Mechanistic variations: BCT and ACT transfer parameters in numerous methods. Beneath BCT, activation distance between clear and wrapped representations rises throughout coaching. Beneath ACT, cross entropy on responses doesn’t meaningfully drop, whereas the activation loss falls. This divergence helps the declare that conduct degree and activation degree consistency optimize completely different inner options.
Key Takeaways
- Consistency coaching treats sycophancy and jailbreaks as invariance issues, the mannequin ought to behave the identical when irrelevant immediate textual content adjustments.
- Bias augmented Consistency Coaching aligns token outputs on wrapped prompts with responses to scrub prompts utilizing self generated targets, which avoids specification and functionality staleness from previous security datasets or weaker trainer fashions.
- Activation Consistency Coaching aligns residual stream activations between clear and wrapped prompts on immediate tokens, constructing on activation patching, and improves robustness whereas barely altering commonplace supervised losses.
- On Gemma and Gemini mannequin households, each strategies cut back sycophancy with out hurting benchmark accuracy, and outperform stale supervised finetuning that depends on responses from earlier technology fashions.

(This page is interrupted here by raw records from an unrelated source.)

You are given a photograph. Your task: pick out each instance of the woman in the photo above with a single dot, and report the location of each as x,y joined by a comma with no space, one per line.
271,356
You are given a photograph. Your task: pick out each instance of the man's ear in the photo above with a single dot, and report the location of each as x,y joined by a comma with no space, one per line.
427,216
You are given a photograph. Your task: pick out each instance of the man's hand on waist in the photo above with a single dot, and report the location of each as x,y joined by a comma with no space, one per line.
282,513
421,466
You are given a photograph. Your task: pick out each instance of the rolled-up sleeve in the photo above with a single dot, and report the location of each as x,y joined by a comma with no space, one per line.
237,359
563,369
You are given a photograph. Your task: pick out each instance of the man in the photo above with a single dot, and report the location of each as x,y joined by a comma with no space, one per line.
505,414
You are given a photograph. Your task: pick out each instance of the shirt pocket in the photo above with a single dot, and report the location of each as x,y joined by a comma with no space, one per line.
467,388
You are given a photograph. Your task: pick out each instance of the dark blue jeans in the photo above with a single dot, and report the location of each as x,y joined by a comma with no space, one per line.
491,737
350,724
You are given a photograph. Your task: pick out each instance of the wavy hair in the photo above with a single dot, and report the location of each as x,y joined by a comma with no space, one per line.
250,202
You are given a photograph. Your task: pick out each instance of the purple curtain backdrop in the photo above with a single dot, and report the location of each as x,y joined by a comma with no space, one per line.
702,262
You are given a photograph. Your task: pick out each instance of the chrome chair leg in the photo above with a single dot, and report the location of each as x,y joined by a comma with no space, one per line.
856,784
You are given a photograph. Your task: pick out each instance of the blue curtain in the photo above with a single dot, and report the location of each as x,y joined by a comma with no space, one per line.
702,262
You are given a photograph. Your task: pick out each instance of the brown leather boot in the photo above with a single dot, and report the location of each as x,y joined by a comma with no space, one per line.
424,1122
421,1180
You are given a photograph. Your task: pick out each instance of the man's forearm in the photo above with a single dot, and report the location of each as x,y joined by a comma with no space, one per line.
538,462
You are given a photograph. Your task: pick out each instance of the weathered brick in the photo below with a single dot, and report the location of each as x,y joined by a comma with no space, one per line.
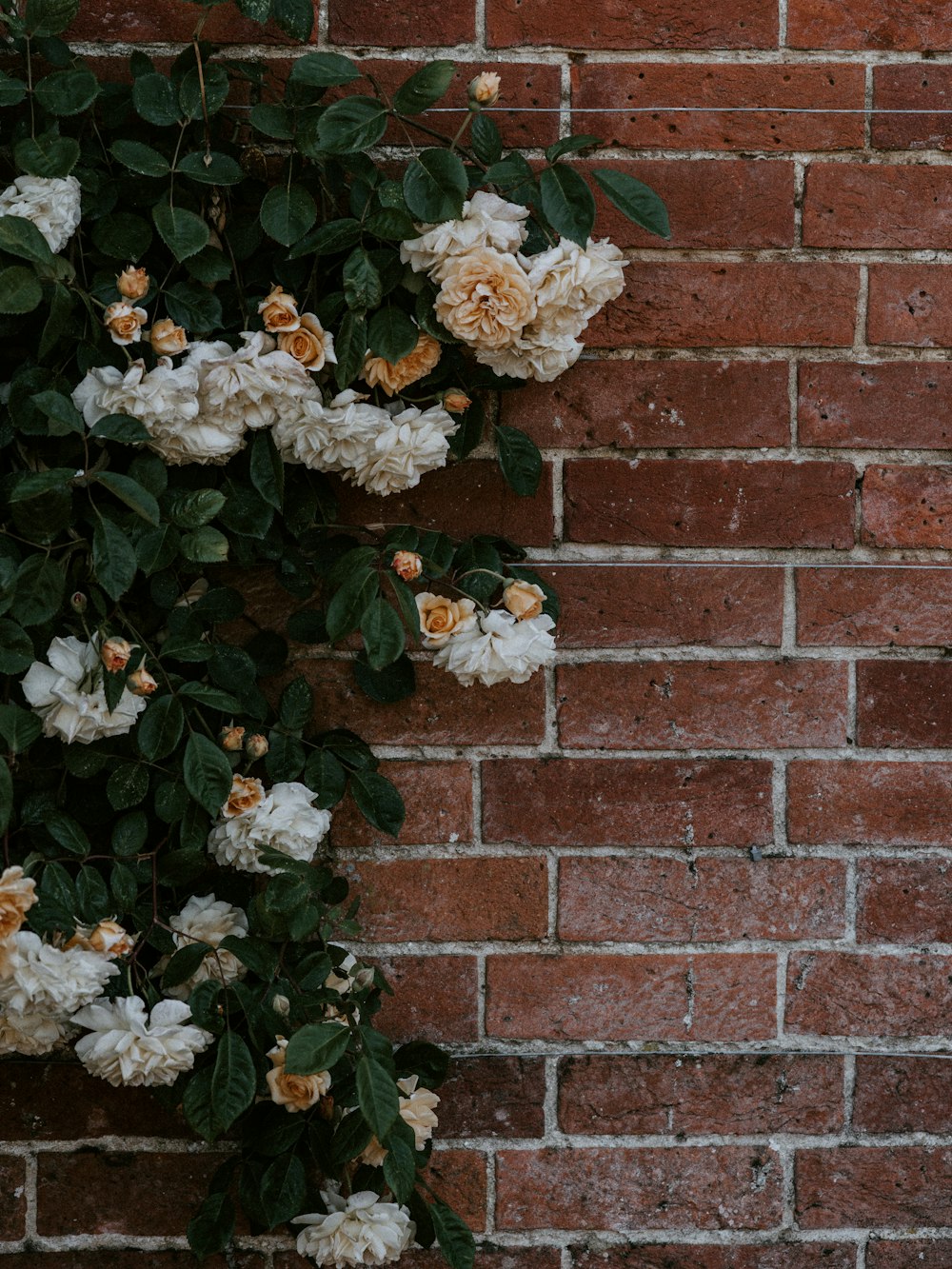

- For jailbreaks, consistency coaching reduces assault success whereas preserving many benign solutions, and the analysis group argued that alignment pipelines ought to emphasize consistency throughout immediate transformations as a lot as per immediate correctness.
Consistency Coaching is a sensible addition to present alignment pipelines as a result of it straight addresses specification staleness and functionality staleness utilizing self generated targets from the present mannequin. Bias augmented Consistency Coaching offers sturdy positive factors in sycophancy and jailbreak robustness, whereas Activation Consistency Coaching affords a decrease influence regularizer on residual stream activations that preserves helpfulness. Collectively, they body alignment as consistency below immediate transformations, not solely per immediate correctness. General, this work makes consistency a firstclass coaching sign for security.
Take a look at the Paper and Technical details. Be at liberty to take a look at our GitHub Page for Tutorials, Codes and Notebooks. Additionally, be at liberty to comply with us on Twitter and don’t neglect to affix our 100k+ ML SubReddit and Subscribe to our Newsletter. Wait! are you on telegram? now you can join us on telegram as well.
Asif Razzaq is the CEO of Marktechpost Media Inc.. As a visionary entrepreneur and engineer, Asif is dedicated to harnessing the potential of Synthetic Intelligence for social good. His most up-to-date endeavor is the launch of an Synthetic Intelligence Media Platform, Marktechpost, which stands out for its in-depth protection of machine studying and deep studying information that’s each technically sound and simply comprehensible by a large viewers. The platform boasts of over 2 million month-to-month views, illustrating its reputation amongst audiences.